On the other side of the ledger, though, the Sarbanes-Oxley and Dodd-Frank legislative enactments add a myriad of other responsibilities such as audit and compensation committee functions placed upon directors’ heads. It may not be in furtherance of good governance to add significantly to directors’ burdens, especially as to those demanding hands-on management versus oversight. Under the U.S. scheme of corporate governance, of course, directors still are part-time functionaries. They can undertake only so many responsibilities.
Chapter 10, which examines the British Davies Committee and its pledge program, and chapter 12, which examines the Australian Institute of Company Directors mentoring and sponsorship program, express reservations about the ability to transplant similar programs to the United States.

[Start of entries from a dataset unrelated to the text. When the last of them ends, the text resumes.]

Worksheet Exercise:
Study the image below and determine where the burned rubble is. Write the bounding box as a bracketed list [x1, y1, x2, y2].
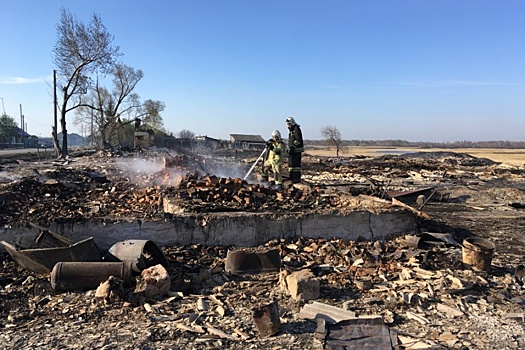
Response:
[0, 149, 525, 349]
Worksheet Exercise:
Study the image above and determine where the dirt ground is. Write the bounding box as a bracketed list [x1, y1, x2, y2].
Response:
[0, 149, 525, 349]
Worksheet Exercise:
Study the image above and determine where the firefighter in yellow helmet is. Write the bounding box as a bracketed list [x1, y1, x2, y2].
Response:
[262, 130, 285, 189]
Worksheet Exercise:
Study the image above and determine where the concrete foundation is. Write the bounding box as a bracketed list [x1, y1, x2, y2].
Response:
[0, 210, 417, 250]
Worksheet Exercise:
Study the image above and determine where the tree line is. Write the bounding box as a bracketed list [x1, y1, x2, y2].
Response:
[305, 134, 525, 149]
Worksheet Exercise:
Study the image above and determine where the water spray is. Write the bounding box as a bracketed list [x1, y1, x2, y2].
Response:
[243, 147, 266, 180]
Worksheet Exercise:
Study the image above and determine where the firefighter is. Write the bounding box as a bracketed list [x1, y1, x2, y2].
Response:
[286, 117, 304, 183]
[262, 130, 285, 190]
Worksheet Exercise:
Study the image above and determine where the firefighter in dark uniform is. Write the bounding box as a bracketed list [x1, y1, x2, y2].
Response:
[286, 117, 304, 183]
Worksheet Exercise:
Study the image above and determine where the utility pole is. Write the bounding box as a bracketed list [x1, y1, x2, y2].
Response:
[51, 70, 58, 154]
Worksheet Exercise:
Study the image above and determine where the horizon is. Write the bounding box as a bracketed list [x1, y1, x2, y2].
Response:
[0, 0, 525, 143]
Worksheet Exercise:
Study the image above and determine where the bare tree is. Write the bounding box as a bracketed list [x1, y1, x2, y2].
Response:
[0, 113, 18, 144]
[53, 8, 120, 157]
[321, 126, 343, 157]
[75, 63, 144, 148]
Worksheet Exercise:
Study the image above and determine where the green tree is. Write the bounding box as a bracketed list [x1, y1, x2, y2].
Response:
[0, 114, 18, 143]
[53, 8, 121, 157]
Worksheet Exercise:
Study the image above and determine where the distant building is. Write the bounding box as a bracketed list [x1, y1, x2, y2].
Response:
[194, 136, 225, 150]
[230, 134, 266, 149]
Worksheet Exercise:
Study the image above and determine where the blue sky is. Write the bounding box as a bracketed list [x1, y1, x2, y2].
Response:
[0, 0, 525, 142]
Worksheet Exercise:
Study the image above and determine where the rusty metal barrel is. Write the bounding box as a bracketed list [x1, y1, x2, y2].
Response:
[51, 261, 132, 292]
[463, 237, 496, 271]
[224, 248, 281, 274]
[104, 239, 169, 273]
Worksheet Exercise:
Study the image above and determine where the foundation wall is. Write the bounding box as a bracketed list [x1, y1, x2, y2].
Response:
[0, 211, 417, 250]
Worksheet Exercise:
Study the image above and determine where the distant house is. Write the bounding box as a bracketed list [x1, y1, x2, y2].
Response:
[194, 136, 224, 150]
[230, 134, 266, 149]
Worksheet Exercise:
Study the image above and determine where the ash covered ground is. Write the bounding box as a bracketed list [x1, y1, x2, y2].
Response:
[0, 148, 525, 349]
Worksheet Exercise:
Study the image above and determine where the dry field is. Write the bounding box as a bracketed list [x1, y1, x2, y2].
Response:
[306, 146, 525, 167]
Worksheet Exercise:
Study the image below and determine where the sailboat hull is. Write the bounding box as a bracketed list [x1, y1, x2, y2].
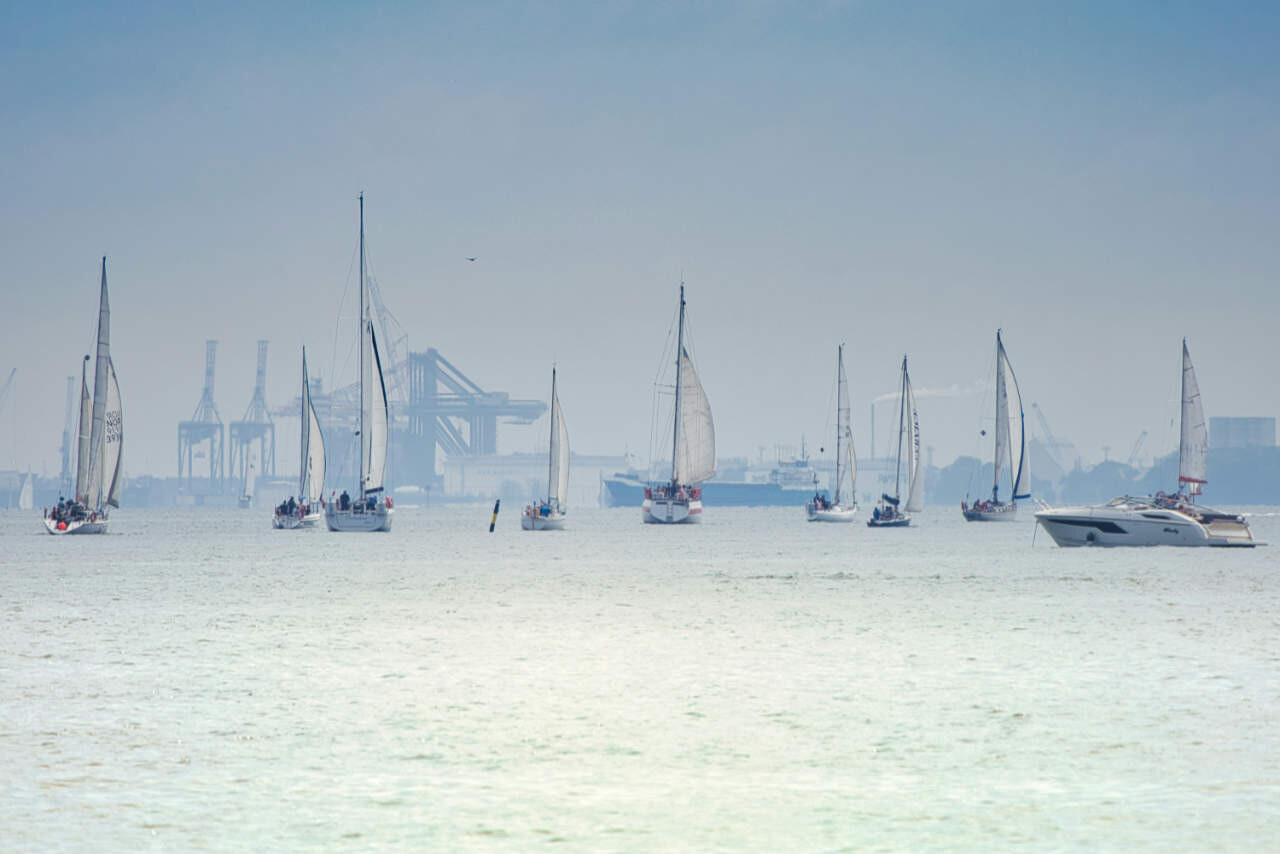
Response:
[520, 512, 564, 531]
[960, 502, 1018, 522]
[640, 498, 703, 525]
[271, 511, 324, 531]
[45, 519, 106, 536]
[805, 502, 858, 522]
[324, 504, 394, 533]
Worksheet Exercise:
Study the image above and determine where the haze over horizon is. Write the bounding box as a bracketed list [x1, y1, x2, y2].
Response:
[0, 0, 1280, 478]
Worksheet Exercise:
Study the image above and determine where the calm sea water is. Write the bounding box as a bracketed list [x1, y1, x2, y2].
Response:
[0, 507, 1280, 851]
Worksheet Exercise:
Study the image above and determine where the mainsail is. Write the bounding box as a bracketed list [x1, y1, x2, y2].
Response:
[76, 356, 93, 502]
[86, 257, 111, 507]
[1178, 338, 1208, 495]
[832, 344, 854, 504]
[547, 367, 568, 510]
[672, 348, 716, 484]
[902, 356, 924, 513]
[298, 347, 324, 504]
[102, 356, 124, 507]
[992, 330, 1032, 499]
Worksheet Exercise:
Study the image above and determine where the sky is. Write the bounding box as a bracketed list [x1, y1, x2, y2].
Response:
[0, 0, 1280, 476]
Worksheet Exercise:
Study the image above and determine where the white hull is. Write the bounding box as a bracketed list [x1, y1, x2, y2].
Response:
[45, 517, 106, 536]
[640, 498, 703, 525]
[1036, 499, 1258, 548]
[324, 504, 394, 533]
[960, 502, 1018, 522]
[271, 511, 324, 531]
[520, 512, 564, 531]
[805, 502, 858, 522]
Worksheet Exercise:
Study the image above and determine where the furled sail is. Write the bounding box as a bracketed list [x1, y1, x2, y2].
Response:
[673, 350, 716, 484]
[87, 257, 111, 507]
[1178, 338, 1208, 495]
[833, 344, 854, 504]
[76, 366, 93, 501]
[360, 318, 387, 493]
[102, 356, 124, 507]
[298, 347, 324, 503]
[547, 369, 568, 510]
[902, 360, 924, 513]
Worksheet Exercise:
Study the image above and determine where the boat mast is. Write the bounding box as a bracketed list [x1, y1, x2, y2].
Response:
[893, 353, 906, 498]
[671, 282, 685, 487]
[356, 193, 365, 498]
[547, 365, 559, 506]
[831, 344, 845, 504]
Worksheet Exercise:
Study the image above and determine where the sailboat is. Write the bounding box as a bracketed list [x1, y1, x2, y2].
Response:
[45, 257, 124, 534]
[324, 193, 393, 531]
[867, 356, 924, 528]
[271, 347, 325, 530]
[960, 329, 1032, 522]
[641, 284, 716, 525]
[805, 344, 858, 522]
[1036, 338, 1258, 548]
[520, 367, 568, 531]
[18, 471, 36, 510]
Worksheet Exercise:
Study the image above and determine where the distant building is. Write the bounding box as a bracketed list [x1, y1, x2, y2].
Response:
[1208, 417, 1276, 448]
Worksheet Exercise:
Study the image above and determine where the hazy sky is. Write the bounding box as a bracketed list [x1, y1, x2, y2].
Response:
[0, 1, 1280, 475]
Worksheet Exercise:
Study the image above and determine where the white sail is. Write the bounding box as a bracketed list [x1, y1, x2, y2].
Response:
[832, 344, 854, 504]
[360, 319, 387, 493]
[102, 357, 124, 507]
[298, 347, 325, 504]
[902, 360, 924, 513]
[996, 333, 1032, 499]
[87, 257, 111, 507]
[1178, 338, 1208, 495]
[547, 369, 568, 510]
[675, 350, 716, 485]
[76, 366, 93, 501]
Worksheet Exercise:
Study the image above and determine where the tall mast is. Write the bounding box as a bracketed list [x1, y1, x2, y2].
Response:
[893, 355, 906, 498]
[832, 344, 845, 504]
[356, 193, 366, 498]
[671, 282, 685, 484]
[547, 365, 563, 506]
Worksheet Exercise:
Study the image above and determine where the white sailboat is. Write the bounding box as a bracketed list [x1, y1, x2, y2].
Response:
[45, 257, 124, 534]
[805, 344, 858, 522]
[520, 367, 568, 531]
[641, 284, 716, 525]
[960, 329, 1032, 522]
[324, 193, 393, 531]
[867, 356, 924, 528]
[271, 347, 325, 530]
[1036, 338, 1258, 548]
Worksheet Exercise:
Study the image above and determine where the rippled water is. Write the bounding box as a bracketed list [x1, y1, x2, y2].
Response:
[0, 507, 1280, 851]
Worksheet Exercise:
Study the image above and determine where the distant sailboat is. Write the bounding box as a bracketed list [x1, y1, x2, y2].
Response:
[520, 367, 568, 531]
[324, 193, 393, 531]
[641, 284, 716, 525]
[45, 257, 124, 534]
[1036, 338, 1258, 548]
[18, 471, 36, 510]
[271, 347, 325, 530]
[805, 344, 858, 522]
[960, 329, 1032, 522]
[867, 356, 924, 528]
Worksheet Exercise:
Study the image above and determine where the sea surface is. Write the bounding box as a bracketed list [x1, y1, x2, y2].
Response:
[0, 506, 1280, 851]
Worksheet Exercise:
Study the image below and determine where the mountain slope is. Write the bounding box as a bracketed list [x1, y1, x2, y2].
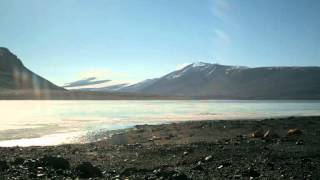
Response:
[0, 47, 63, 91]
[122, 63, 320, 99]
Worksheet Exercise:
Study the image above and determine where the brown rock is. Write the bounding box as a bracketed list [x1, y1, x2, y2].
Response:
[263, 129, 279, 139]
[287, 128, 302, 136]
[250, 130, 264, 138]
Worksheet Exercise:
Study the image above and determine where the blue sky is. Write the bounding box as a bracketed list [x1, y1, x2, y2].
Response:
[0, 0, 320, 85]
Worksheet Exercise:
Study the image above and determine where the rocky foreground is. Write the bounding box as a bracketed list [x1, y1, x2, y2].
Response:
[0, 117, 320, 180]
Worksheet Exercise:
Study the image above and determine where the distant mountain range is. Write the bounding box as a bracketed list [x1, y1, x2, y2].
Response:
[67, 62, 320, 99]
[0, 48, 320, 99]
[0, 47, 171, 100]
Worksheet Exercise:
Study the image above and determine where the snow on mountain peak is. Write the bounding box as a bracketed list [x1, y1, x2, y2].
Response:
[192, 62, 208, 67]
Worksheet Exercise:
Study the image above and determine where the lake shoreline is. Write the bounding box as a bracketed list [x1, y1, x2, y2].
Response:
[0, 116, 320, 179]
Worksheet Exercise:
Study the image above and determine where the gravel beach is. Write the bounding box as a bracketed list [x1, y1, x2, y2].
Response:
[0, 117, 320, 179]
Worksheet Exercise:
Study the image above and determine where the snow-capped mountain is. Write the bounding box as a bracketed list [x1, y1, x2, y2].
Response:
[120, 62, 320, 99]
[65, 62, 320, 99]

Those British and Australian programs assign an important role to the corporate board chair in conducting, overseeing, and evaluating the progress of the programs to increase female representation on boards of directors.
By contrast, in the United States, the board chair position has considerably less status and heft. In the United States, the second most common phenomenon is to regard the board chair position largely as a ceremonial or honorary one, frequently awarded to the ex-CEO, whom the board of directors has kicked upstairs for a few additional years’ service prior to complete retirement. The most common phenomenon, though, by far, is for the CEO also to wear the board chair hat. The question is whether two-fisted, extremely busy CEOs can give the requisite attention to their role in such programs, especially if the programs are extended to increasing women among the ranks of senior executives. Despite the best of intentions, as their plates fill up and fires flame that must be extinguished, corporate CEOs may not be able to give programs the attention they require.
The principal question then is not “yes” or “no.” You manage what you measure. Today, the principal questions are, Who measures? Who manages?